# Lets start to interact with workbench, please note there is NO specific client to workbench,
# Just use the ZeroRPC Python, Node.js, or CLI interfaces.
import zerorpc
c = zerorpc.Client(timeout=120)
c.connect("tcp://127.0.0.1:4242")

# I forgot what stuff I can do with workbench
print c.help()

# Grab a range of pcaps in workbench (last 100 MegaBytes worth in this case)
pcap_md5s = c.get_sample_window('pcap', 50)
print 'Number of PCAPs %d' % len(pcap_md5s)

# Workbench lets you store sample sets
pcap_set = c.store_sample_set(pcap_md5s)

# Now give us a HTTP graph of all the activities within that window of PCAPs.
# Workbench also has DNS and CONN graphs, but for now we're just interested in HTTP.
c.work_request('pcap_http_graph', pcap_set)

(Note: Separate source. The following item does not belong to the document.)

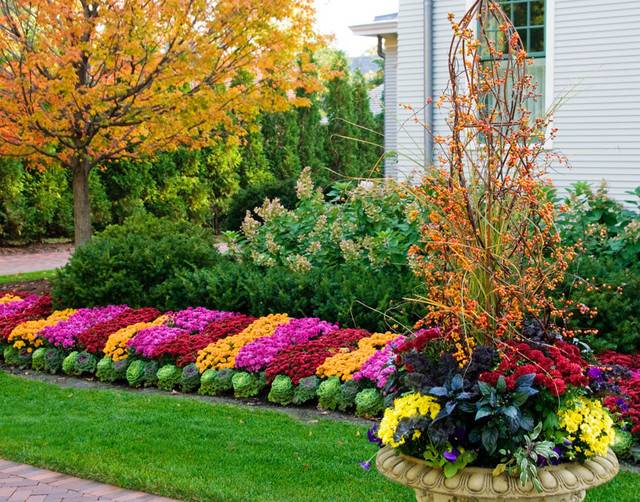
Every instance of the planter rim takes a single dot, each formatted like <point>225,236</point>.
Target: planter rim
<point>479,482</point>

# We can also ask workbench for a python dictionary of all the info from this set of (100MB) PCAPs,
# because sometimes visualization are useful and sometimes organized data is useful.
output = c.work_request('view_pcap_details', pcap_set)['view_pcap_details']
output

# Critical Code: Transition from Bro logs to Pandas Dataframes
# This one line of code populates dataframes from the Bro logs, 
# streaming client/server generators, zero-copy, efficient, awesome...
import pandas as pd
dataframes = {name:pd.DataFrame(c.stream_sample(bro_log)) for name, bro_log in output['bro_logs'].iteritems()}

# Now we group by host and show the different response mime types for each host
group_host = dataframes['http_log'].groupby(['id.orig_h','host','id.resp_h','resp_mime_types'])[['response_body_len']].sum()
group_host.head(100)

# Now we group by host and show the different response mime types for each host
group_host = dataframes['http_log'].groupby(['host','id.resp_h','resp_mime_types','uri'])[['response_body_len']].sum()
group_host.head(50)

# Look at Weird logs
dataframes['weird_log'].head(20)

# Convert the 'ts' field to an official datetime object
dataframes['http_log']['time'] = pd.to_datetime(dataframes['http_log']['ts'],unit='s')
dataframes['http_log']['time'].head()

# Explore pivoting and resampling
response_bytes = dataframes['http_log'][['time','resp_mime_types','response_body_len']]
response_bytes['response_body_len'] = response_bytes['response_body_len'].astype(int)
print response_bytes.head()
pivot = pd.pivot_table(response_bytes, rows='time', values='response_body_len', cols=['resp_mime_types'], aggfunc=sum)
sampled_bytes = pivot.resample('1Min', how='sum')
sampled_bytes.head()

# Plotting defaults
import matplotlib.pyplot as plt
%matplotlib inline
plt.rcParams['font.size'] = 12.0
plt.rcParams['figure.figsize'] = 12.0, 8.0

# Let plot it!
sampled_bytes.plot()